The renewed consumer confidence level built since early of the year failed to maintain its momentum. It shows that in general consumers are pessimistic about the near-term outlook. Current sales and production are slowing down as both sub-indices plunged from the second quarter reading. Both local and export orders declined, as compared to the previous quarter or compared to the corresponding quarter a year ago, and stock levels are on the rise. Short-term outlook remains bleak as expected index recorded a 25.9% decline from the last quarter and 7.9% decline from the same quarter a year ago. Both sub-indices for expected production and expected export sales recorded a drop.


Similar to BCI and CSI, the third quarter 2016 Vistage-MIER CEO Confidence Index also remains below the 100-point threshold of optimism. This suggests lack of confidence among businesses with overhanging negative sentiments in the Malaysian economy. Both components of current and expected economic conditions worsen from the previous quarter, a turnaround from an improved sentiments for the last quarter, reflects lack of fresh promising signals of optimism towards year end.


MIER maintains Malaysia's real GDP growth for 2016 at 4.2%. As the external sector remains sluggish, more weight is given to the domestic demand to steer growth. Bank Negara is expected to continue pursuing an accommodative monetary policy favouring businesses as household debts are creeping up. The expansionary monetary policy is expected to continue for the rest of the year as well as for next year since the price level is kept under control to complement the expansionary fiscal policy. Growth will be driven largely by private sector expenditures as liquidity condition improves. The 2016 domestic demand growth, which have been revised upward by 0.1 percentage point in July from our April 2016 projection, is maintained at 4.6%, as a result of an improvement in private consumption. Meanwhile, the revised private investment growth is also maintained at 5.5%. Public investment is expected to pick up the shortcoming by growing at 1.4%, a turnaround from a negative growth of 1.0% last year. Public infrastructure development is expected to continue as planned.

Meanwhile, net exports are expected to moderate further as external demand remains sluggish. As such, we have revised downward Malaysia's net exports annual growth from our April projection of 1.2% to a contraction of 0.5% on account of a slower growth of exports with the rate of 2.5%, down from the April projection of 2.7%. Meanwhile, imports are expected to grow stronger at 2.9% (2015: 1.2%), mostly anticipated for intermediate and capital goods, which is good for future production and exports. We maintain our outlook on the external sector as there is no significant development influencing Malaysia's trade flows.

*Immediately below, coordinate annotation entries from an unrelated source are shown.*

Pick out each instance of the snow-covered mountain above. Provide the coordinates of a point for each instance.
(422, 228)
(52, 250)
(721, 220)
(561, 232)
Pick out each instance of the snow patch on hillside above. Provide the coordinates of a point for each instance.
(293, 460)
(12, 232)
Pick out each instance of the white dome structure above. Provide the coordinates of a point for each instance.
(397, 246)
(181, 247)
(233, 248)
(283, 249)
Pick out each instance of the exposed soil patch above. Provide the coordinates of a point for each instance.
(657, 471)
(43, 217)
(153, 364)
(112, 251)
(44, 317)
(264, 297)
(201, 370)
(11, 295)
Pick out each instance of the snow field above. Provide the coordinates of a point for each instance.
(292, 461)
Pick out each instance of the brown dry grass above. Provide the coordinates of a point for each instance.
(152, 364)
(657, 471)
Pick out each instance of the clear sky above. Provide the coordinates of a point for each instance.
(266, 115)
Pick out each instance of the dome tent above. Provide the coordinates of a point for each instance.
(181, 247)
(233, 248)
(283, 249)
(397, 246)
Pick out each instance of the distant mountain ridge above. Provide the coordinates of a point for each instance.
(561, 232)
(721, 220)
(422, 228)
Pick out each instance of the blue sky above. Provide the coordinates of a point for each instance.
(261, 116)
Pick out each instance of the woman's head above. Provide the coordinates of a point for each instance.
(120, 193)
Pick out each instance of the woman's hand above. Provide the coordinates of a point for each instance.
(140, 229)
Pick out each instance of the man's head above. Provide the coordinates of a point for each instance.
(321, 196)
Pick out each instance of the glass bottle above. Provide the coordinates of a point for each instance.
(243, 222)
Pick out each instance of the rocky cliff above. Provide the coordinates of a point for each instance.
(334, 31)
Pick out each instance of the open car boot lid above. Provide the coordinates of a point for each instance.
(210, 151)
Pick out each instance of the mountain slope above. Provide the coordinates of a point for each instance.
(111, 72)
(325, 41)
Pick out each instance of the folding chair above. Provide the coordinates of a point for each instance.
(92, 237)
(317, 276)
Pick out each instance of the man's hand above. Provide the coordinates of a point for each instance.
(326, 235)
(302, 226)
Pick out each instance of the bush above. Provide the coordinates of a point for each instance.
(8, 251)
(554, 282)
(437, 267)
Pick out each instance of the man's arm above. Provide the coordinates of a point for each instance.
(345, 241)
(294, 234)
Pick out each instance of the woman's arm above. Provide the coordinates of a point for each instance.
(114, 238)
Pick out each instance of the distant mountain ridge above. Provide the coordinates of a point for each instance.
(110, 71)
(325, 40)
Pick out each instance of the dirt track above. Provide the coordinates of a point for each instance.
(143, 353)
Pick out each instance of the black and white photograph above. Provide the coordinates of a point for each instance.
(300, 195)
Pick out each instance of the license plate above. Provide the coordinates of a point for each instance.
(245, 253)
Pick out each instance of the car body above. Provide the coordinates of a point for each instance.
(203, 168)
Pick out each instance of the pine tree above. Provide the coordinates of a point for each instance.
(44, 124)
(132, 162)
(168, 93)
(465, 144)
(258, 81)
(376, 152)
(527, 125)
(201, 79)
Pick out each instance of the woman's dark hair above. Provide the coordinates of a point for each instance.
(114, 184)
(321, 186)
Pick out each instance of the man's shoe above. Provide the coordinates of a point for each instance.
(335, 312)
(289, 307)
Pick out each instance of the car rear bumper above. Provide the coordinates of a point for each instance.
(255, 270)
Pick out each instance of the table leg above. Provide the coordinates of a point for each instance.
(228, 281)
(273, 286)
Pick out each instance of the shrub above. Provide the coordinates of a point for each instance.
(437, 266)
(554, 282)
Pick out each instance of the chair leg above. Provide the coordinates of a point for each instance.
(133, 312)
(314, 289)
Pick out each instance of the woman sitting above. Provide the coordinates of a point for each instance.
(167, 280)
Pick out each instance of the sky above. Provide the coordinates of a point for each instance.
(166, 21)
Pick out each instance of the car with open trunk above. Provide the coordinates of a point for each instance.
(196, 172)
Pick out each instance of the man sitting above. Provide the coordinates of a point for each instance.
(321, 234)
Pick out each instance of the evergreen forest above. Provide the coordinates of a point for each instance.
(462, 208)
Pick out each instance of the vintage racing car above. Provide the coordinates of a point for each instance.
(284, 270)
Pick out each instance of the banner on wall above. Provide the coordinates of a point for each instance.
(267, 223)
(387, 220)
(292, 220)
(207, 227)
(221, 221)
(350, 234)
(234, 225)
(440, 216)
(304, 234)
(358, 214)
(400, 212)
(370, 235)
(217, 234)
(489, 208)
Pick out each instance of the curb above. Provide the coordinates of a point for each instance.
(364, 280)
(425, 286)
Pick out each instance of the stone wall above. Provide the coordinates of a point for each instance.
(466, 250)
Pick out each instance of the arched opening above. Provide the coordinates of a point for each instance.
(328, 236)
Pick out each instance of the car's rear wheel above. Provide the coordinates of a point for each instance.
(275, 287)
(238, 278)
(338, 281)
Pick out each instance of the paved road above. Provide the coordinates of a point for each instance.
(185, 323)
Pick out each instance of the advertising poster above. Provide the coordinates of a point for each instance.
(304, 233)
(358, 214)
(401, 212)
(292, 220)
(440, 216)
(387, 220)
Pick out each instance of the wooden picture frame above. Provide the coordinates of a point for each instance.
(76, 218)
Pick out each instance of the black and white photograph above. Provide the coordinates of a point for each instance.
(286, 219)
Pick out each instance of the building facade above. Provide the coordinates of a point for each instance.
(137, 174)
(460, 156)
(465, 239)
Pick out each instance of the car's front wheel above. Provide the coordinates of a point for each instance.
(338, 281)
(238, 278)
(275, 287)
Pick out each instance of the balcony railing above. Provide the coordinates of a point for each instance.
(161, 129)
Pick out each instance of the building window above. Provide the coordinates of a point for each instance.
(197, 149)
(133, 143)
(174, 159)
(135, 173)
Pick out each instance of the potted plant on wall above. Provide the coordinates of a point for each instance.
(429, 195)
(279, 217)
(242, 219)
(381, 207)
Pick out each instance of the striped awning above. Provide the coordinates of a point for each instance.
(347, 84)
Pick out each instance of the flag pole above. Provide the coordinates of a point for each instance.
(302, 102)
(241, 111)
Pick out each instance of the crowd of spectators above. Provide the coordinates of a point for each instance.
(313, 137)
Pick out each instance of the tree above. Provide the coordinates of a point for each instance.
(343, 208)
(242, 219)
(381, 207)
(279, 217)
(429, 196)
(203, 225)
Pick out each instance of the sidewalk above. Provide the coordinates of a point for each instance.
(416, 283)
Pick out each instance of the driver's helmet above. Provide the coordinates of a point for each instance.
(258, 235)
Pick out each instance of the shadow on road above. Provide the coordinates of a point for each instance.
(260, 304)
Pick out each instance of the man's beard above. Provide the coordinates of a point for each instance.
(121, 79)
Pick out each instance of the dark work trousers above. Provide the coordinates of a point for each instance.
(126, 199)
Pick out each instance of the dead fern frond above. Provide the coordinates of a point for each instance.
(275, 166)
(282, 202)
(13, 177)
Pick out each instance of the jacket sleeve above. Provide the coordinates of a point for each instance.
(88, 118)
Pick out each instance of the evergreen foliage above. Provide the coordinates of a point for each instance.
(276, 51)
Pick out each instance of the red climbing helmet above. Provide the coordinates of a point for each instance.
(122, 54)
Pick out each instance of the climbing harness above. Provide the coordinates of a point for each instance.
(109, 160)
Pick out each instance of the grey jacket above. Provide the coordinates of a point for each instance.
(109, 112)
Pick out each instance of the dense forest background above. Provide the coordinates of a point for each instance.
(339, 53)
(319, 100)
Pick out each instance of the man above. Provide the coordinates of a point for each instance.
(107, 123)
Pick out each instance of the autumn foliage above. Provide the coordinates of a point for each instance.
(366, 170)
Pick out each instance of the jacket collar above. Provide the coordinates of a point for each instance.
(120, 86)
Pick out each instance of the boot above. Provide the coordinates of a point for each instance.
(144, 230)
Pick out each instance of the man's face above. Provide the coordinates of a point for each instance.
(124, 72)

As for 2017, real GDP growth is expected to edge up moderately, registering growth of between 4.5 - 5.5%. Domestic demand continues to be the engine of growth by growing at 5.0%. However, the export demand is expected to improve further growing at 3.0% a year. Current account balance is expected to deteriorate this year estimated to be 1.8% of GNI, but it will rebound in 2017 as export demand improve further. The inflation rate projection for this year is revised downward to 2.2% from our earlier projection of 3.0%, due to favourable price development for the past eight months. Inflation projection for 2017 is maintained at 2.7%.